Versions Compared

Key

  • This line was added.
  • This line was removed.
  • Formatting was changed.

Introduction

This issue is to address the document is for developing a new schema for LCLS Hdf5 files - most important of which is to provide a src/type vs type/src hierarchy. Here is some text from the parent issue (PSAS-101):

* Our hierarchy requires users to go through a potentially long list of Type names before they get to the data.
**    These typenames come from the C++ code and can be complicated.
**    Users are generally more familiar with sources, and in particular the DAQ aliases for the sources, these are currently not in our hierarchy.
* CalibCycle is not intuitive, and misleading for XPP due to when calibration data is created. They would like to call them CalibCycles steps.

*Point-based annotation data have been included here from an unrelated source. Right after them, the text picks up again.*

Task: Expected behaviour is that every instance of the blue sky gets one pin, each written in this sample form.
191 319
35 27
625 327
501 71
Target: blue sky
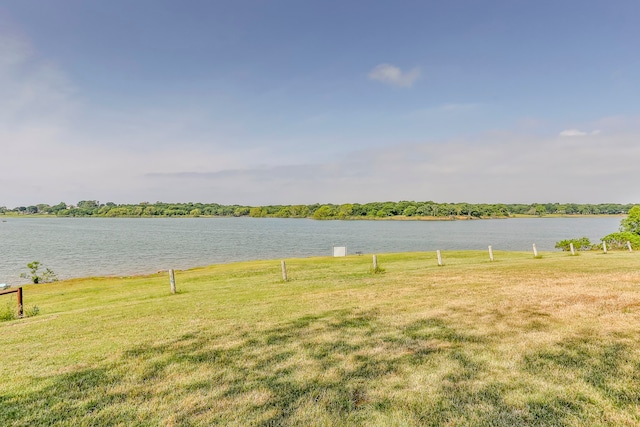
267 102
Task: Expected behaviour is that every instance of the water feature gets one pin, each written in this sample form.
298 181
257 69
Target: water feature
78 247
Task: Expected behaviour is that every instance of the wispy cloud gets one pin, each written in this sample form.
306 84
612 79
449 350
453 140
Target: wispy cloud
390 74
577 132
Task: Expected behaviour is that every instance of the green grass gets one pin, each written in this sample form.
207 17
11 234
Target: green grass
517 341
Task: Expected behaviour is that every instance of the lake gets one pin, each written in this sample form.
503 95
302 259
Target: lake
79 247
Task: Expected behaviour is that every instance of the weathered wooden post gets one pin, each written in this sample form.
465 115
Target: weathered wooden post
20 304
172 281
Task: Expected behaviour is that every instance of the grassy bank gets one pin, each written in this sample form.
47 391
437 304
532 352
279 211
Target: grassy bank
518 341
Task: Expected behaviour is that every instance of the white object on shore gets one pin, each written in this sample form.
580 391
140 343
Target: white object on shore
339 251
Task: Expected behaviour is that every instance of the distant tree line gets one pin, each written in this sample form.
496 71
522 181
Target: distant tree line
373 210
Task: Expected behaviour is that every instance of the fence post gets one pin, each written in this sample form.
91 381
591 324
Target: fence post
20 304
172 281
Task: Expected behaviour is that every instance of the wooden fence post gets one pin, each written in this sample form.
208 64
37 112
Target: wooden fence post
172 281
20 304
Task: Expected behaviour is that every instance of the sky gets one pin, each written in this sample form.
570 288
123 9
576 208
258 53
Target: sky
297 102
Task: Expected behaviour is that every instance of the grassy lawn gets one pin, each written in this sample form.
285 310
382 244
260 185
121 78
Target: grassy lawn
518 341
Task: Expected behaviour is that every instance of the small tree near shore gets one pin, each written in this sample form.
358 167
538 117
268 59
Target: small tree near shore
39 274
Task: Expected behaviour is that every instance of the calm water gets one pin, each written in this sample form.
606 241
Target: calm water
78 247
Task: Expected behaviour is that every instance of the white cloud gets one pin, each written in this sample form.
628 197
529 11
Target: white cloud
393 75
576 132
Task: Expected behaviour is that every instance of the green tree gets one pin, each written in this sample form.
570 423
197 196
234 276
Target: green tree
632 222
324 212
39 274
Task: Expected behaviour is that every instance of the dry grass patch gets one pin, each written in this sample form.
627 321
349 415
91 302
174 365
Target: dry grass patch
519 341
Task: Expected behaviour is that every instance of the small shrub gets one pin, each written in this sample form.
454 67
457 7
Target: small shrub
32 311
8 312
619 240
376 270
36 275
581 244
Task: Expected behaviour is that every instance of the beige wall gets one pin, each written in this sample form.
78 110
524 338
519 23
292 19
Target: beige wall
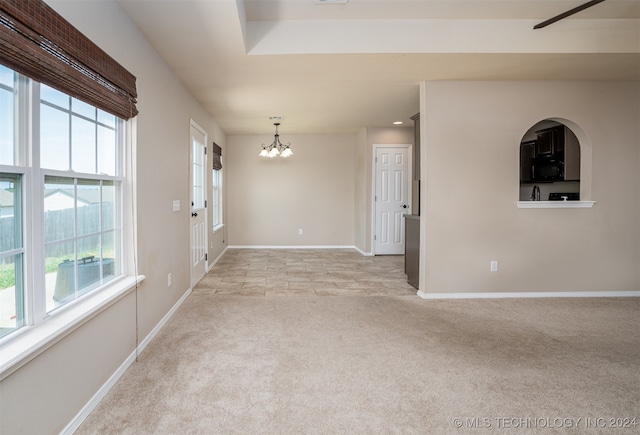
470 142
44 395
270 199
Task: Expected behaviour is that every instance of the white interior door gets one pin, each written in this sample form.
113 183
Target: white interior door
198 204
391 199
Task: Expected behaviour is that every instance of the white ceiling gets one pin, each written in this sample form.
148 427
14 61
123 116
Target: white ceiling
336 68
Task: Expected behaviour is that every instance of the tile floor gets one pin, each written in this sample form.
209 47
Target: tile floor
308 272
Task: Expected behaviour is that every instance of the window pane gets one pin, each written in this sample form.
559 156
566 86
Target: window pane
59 208
198 175
84 145
54 96
11 254
84 109
11 294
110 205
88 200
6 76
106 150
54 138
106 118
111 255
60 274
10 205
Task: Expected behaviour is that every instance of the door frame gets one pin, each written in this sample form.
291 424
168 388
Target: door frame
374 148
196 126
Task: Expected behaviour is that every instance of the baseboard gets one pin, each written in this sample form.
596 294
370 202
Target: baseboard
292 247
365 254
75 423
213 263
612 294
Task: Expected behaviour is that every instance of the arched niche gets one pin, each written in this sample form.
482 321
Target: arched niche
555 162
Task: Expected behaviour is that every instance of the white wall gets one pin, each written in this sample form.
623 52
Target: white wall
313 190
44 395
471 133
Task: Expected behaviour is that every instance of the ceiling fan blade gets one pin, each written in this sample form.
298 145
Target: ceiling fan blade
568 13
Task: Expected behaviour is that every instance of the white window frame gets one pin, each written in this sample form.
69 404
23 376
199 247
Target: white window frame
216 206
41 329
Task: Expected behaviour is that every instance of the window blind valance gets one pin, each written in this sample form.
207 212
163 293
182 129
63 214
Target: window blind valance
37 42
216 155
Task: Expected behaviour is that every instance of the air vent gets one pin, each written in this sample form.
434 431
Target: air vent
326 2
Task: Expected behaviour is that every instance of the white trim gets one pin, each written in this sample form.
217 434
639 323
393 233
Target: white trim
292 247
30 341
81 416
605 294
556 204
213 263
363 253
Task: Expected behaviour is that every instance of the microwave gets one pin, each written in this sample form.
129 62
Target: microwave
547 169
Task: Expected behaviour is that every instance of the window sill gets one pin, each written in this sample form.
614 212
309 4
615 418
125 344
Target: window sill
30 341
556 204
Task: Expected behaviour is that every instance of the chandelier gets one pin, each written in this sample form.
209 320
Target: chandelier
276 148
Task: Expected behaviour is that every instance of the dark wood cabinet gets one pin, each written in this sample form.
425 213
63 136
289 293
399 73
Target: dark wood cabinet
553 156
412 249
527 153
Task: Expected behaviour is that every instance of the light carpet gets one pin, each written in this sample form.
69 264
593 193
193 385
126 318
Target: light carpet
227 364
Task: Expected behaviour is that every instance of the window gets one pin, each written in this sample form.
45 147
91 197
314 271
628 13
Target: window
216 177
11 254
61 189
217 198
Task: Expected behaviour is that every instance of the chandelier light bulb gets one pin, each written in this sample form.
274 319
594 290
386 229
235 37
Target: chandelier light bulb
276 148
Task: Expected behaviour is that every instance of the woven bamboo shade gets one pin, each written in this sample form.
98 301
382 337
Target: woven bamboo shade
39 43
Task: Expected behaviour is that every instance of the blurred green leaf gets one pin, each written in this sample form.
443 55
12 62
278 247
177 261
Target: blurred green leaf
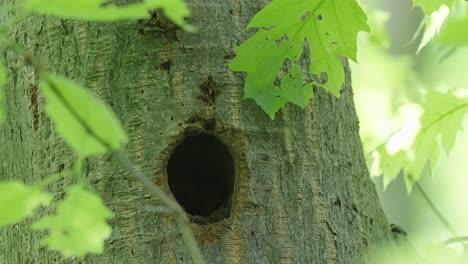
79 226
103 10
433 253
429 6
18 201
455 30
84 121
432 26
442 118
2 93
330 27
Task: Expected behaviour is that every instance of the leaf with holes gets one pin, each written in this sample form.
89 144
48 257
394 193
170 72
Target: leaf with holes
102 10
18 201
2 95
79 226
442 119
330 28
84 121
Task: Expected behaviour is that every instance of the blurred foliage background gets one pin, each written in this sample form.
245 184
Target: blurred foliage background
389 85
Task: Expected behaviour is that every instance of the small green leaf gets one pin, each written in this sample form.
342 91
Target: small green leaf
103 11
18 201
79 226
455 30
329 26
429 6
84 121
2 95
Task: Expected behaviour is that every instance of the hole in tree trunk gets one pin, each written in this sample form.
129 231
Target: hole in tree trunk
201 176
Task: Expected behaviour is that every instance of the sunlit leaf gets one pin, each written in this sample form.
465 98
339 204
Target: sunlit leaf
330 28
442 119
79 226
429 6
83 120
433 25
18 201
455 30
103 10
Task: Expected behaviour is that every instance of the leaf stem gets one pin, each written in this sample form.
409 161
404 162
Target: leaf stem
456 240
52 178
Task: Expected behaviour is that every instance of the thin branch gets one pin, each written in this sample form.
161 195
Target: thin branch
173 206
456 240
434 209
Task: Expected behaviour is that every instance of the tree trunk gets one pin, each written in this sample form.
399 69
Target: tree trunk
296 190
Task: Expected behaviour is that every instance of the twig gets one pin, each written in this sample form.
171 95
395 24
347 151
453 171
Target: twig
175 209
435 210
456 240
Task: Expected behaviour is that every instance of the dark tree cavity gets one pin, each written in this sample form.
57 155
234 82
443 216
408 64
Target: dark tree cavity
201 174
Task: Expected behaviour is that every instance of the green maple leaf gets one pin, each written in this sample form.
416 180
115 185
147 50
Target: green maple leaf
79 226
442 119
330 28
18 201
429 6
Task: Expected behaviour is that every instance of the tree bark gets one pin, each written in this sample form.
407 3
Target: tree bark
301 192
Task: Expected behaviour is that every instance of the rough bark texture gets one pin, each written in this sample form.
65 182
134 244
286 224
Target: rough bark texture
302 191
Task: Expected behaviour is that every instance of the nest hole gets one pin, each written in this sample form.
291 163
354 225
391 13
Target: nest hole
201 175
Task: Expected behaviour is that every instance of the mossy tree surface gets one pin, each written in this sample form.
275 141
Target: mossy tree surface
302 193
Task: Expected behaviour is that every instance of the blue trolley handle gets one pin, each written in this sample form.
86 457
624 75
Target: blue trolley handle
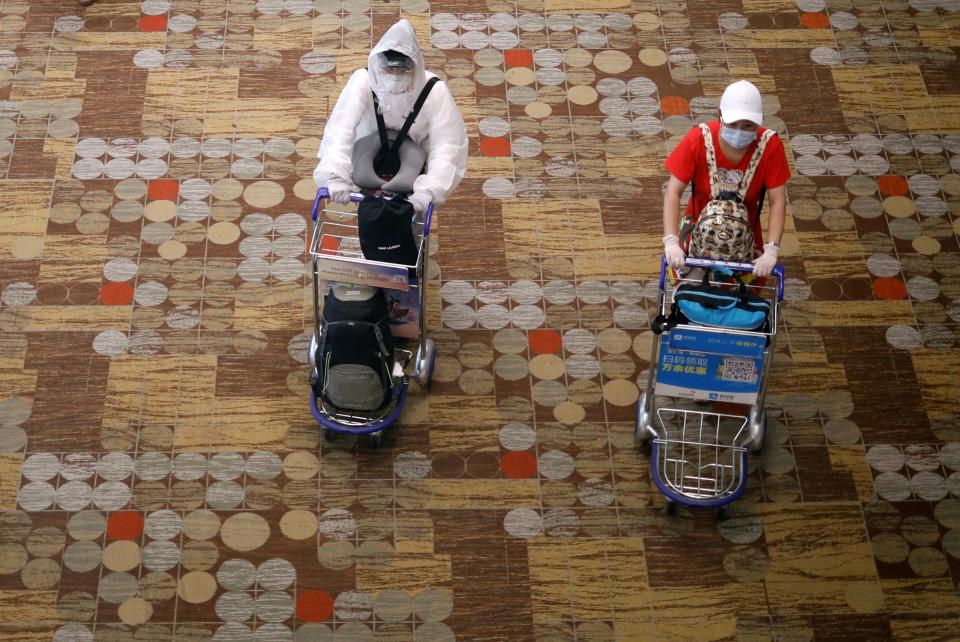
356 197
733 266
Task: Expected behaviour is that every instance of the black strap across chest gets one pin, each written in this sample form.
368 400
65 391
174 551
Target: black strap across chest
407 124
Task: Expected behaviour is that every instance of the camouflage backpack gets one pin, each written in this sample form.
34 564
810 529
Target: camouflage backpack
723 230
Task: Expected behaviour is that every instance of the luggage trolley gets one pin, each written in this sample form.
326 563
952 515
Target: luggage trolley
699 455
336 257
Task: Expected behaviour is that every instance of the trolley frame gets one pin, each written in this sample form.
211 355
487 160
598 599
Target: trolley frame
699 457
335 253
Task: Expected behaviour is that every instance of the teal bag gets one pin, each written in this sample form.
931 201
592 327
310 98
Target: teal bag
723 307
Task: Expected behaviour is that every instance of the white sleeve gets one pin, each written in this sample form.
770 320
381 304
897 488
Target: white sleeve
447 153
340 131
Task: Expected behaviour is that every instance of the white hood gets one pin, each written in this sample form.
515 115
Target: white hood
400 37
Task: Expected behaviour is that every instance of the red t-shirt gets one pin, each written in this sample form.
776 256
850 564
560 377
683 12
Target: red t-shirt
688 162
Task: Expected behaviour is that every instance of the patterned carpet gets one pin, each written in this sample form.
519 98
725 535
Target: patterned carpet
161 476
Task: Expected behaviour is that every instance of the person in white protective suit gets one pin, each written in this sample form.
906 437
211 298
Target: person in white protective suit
395 73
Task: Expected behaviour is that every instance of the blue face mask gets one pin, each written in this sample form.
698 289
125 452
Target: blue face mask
737 138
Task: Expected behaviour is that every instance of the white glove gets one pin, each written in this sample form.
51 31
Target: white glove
676 257
765 263
339 191
420 201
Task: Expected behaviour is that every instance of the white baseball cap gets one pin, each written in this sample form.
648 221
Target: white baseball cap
741 101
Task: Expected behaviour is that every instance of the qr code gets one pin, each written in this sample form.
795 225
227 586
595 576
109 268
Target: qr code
739 370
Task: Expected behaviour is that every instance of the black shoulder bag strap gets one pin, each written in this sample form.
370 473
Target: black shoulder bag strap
408 123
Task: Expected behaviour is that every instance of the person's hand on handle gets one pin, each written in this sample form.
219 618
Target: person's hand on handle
764 264
676 257
339 191
420 201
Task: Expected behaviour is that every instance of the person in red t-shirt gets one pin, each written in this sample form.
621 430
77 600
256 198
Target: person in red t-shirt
735 139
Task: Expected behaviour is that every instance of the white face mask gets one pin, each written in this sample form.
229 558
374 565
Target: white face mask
396 83
738 138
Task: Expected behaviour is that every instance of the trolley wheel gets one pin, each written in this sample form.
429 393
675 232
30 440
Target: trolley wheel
758 429
312 351
428 359
640 432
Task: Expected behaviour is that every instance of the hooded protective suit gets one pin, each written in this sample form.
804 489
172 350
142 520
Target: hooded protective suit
439 128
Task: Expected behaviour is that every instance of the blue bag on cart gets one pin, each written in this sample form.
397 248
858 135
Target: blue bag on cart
725 307
355 354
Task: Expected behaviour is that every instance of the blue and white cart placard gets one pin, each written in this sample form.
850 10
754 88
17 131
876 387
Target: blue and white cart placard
710 366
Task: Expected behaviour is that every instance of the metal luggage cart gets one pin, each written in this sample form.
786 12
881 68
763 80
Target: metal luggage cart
698 454
336 257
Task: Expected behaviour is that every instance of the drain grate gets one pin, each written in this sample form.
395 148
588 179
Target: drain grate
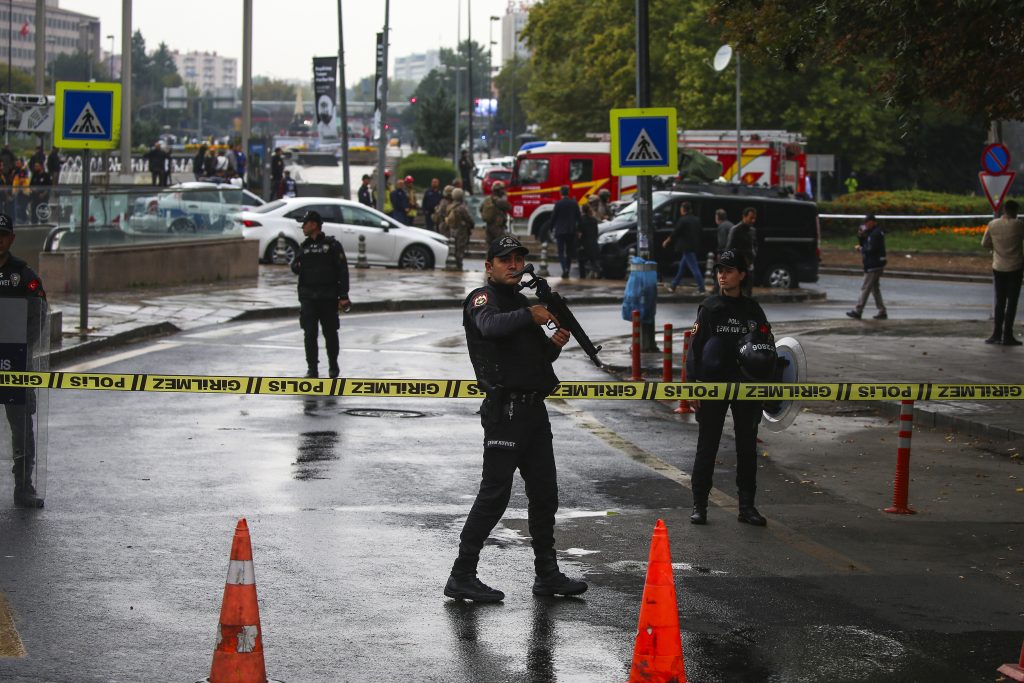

Initially, this schema could sit alongside the current schema and use softlinks to the actual data. This would not brake anybodies code. However I am interested in developing something robust enough that people are happy with for which we could replace the previous schema. Hence the below schema should be readable by frameworks as well as users browsing hdf5 files.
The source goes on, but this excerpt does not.